As head of the Omaha-based marketing database firm InfoUSA Inc, Vinod Gupta spent excessive mounts of company money on questionable things like a yacht, a private jet, a Hawaiian condo, upscale club memberships, expensive tickets to sporting events and meals.
This led the Securities and Exchange Commission and an internal company board committee to launch an investigation into company spending. It also inspired the mega firm’s board to give Gupta the boot this week, although he still owns 40% of its stock and will remain a powerful player in the firm.
As one of the Clintons’ most generous benefactors, Gupta has given the famous political couple millions of dollars in campaign contributions over the years and the former commander-in-chief millions more to deliver his coveted motivational speeches and do “consulting” work.

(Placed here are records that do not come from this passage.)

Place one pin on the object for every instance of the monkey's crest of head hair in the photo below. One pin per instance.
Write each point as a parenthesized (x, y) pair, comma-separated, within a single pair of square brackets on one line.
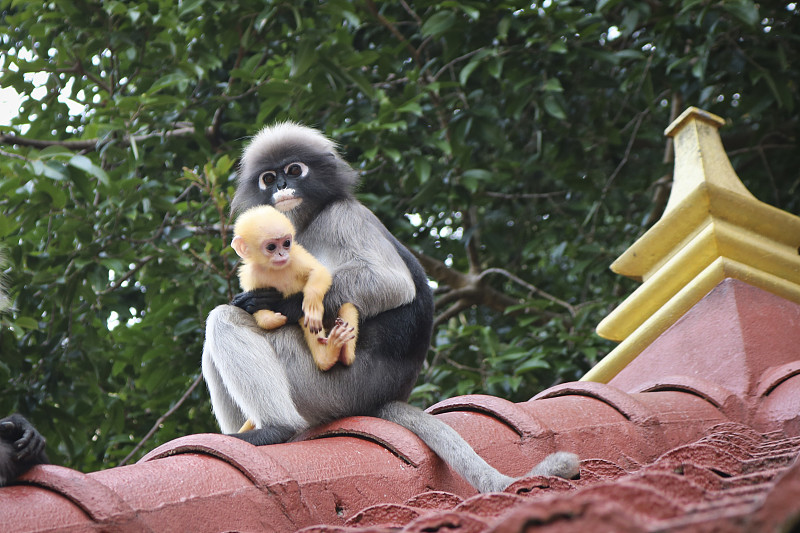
[(288, 133), (263, 221)]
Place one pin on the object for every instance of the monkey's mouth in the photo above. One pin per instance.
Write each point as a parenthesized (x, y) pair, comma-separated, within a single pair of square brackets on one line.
[(285, 200)]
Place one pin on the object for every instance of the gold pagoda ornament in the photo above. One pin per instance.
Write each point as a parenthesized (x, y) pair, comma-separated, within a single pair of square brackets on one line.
[(712, 228)]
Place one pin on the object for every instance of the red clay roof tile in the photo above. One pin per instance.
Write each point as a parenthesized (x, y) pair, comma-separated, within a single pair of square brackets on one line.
[(669, 446)]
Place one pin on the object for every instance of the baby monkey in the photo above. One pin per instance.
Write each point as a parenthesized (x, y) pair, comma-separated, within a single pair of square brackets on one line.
[(264, 239)]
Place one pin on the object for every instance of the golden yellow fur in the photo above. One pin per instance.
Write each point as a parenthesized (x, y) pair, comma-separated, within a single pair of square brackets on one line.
[(301, 272)]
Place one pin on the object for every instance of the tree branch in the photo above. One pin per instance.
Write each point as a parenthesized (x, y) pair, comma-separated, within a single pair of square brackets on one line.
[(181, 130), (389, 26), (161, 420)]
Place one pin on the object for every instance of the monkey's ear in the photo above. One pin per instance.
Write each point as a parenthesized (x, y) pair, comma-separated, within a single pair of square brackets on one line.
[(240, 246)]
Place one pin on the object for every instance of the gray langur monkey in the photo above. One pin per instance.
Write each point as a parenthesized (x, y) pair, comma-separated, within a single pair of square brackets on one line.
[(269, 377)]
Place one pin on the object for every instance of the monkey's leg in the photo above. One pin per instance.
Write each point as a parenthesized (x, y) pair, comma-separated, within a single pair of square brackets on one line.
[(323, 356), (247, 379), (267, 319), (349, 314)]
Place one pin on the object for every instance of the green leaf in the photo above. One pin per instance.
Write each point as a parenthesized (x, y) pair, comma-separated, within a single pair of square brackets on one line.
[(553, 107), (85, 164), (744, 10), (438, 23)]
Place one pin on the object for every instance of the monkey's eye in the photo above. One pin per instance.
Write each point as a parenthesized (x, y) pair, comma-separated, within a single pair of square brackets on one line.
[(266, 179), (296, 169)]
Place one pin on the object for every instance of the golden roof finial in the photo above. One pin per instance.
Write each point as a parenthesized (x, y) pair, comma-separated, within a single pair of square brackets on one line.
[(712, 228)]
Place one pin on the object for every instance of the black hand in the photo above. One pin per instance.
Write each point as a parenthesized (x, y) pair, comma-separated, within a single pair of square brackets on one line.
[(256, 300), (28, 442)]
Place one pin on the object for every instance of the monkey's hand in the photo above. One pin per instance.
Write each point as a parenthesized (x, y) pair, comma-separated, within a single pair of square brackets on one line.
[(28, 443), (271, 299), (313, 315)]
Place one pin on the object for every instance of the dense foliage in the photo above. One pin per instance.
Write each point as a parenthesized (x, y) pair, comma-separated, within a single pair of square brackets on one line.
[(517, 148)]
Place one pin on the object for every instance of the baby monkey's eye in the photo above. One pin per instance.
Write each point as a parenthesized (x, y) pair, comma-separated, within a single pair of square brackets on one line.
[(266, 179), (296, 169)]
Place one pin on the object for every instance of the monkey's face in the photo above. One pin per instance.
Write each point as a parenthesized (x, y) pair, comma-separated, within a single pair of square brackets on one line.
[(293, 168), (283, 184), (277, 251)]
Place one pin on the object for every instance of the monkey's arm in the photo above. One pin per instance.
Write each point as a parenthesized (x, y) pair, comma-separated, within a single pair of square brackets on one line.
[(272, 299), (368, 270), (21, 447), (318, 282)]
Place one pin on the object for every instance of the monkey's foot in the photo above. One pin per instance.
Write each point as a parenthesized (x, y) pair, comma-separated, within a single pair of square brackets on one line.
[(345, 337)]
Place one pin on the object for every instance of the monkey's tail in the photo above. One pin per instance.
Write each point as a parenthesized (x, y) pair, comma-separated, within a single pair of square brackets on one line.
[(459, 455)]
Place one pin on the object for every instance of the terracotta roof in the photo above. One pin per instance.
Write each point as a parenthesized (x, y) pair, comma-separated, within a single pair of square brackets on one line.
[(686, 454), (694, 427)]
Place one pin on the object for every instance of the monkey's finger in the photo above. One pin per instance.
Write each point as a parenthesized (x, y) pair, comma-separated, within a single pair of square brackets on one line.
[(252, 301)]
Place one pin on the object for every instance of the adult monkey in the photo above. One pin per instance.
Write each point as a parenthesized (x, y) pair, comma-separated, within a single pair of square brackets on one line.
[(268, 376)]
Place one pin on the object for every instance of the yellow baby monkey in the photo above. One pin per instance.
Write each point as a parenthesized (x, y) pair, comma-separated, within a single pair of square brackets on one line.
[(264, 239)]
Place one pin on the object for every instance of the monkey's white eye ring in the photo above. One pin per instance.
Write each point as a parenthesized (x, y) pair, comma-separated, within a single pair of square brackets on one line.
[(266, 179), (296, 169)]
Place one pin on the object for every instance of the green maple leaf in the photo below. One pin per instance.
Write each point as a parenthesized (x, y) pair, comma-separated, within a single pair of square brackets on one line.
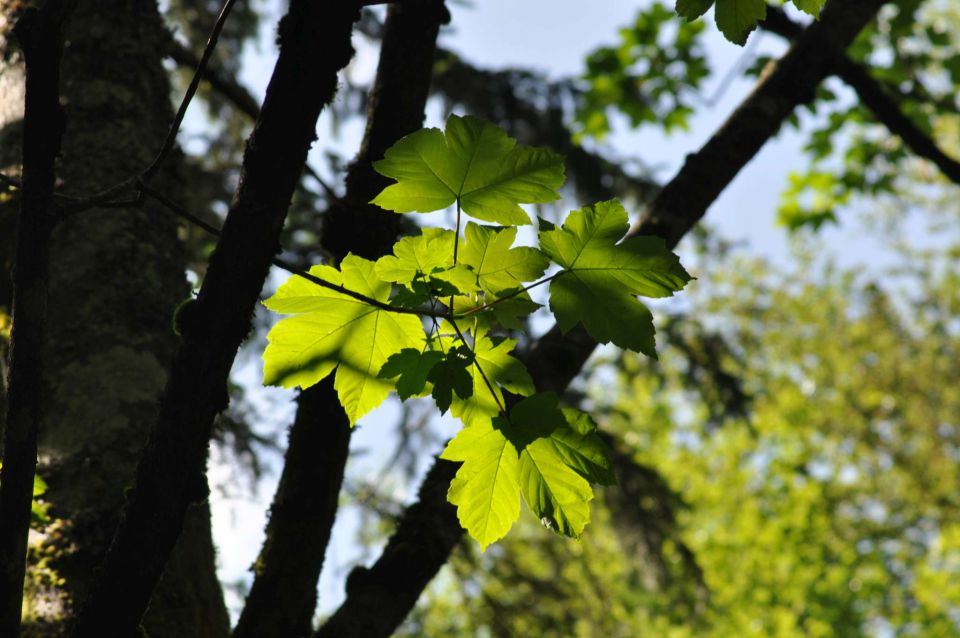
[(811, 7), (330, 331), (486, 489), (737, 18), (473, 162), (502, 370), (417, 256), (556, 493), (602, 278), (538, 453), (581, 449), (410, 368), (450, 375), (498, 265), (693, 9), (424, 263), (509, 312)]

The wealthy Nebraska entrepreneur donated $2 million to Hillary’s millennium celebration and $1 million to Bill’s presidential library in Little Rock Arkansas. In 2000, he gave Hillary $100,000 to kick start her senate campaign and he hosted a fundraiser for the former First Lady at his mansion. A few years ago he paid Bill $3.3 million worth of “consulting contracts” as well as $900,000 in travel expenses.
The Clintons weren’t in any way discouraged from taking Gupta’s cash when his company was under federal investigation last year for selling the personal information of senior citizens—including those suffering from cancer and Alzheimer’s disease—to criminal firms that later swindled the vulnerable seniors.
Gupta’s firm advertised lists of “Elderly Opportunity Seekers,” 3.3 million older people “looking for ways to make money,” and “Suffering Seniors,” 4.7 million people with cancer or Alzheimer’s disease. "Oldies but Goodies" contained 500,000 gamblers over 55 years old, for 8.5 cents apiece. One list said: "These people are gullible.They want to believe that their luck can change."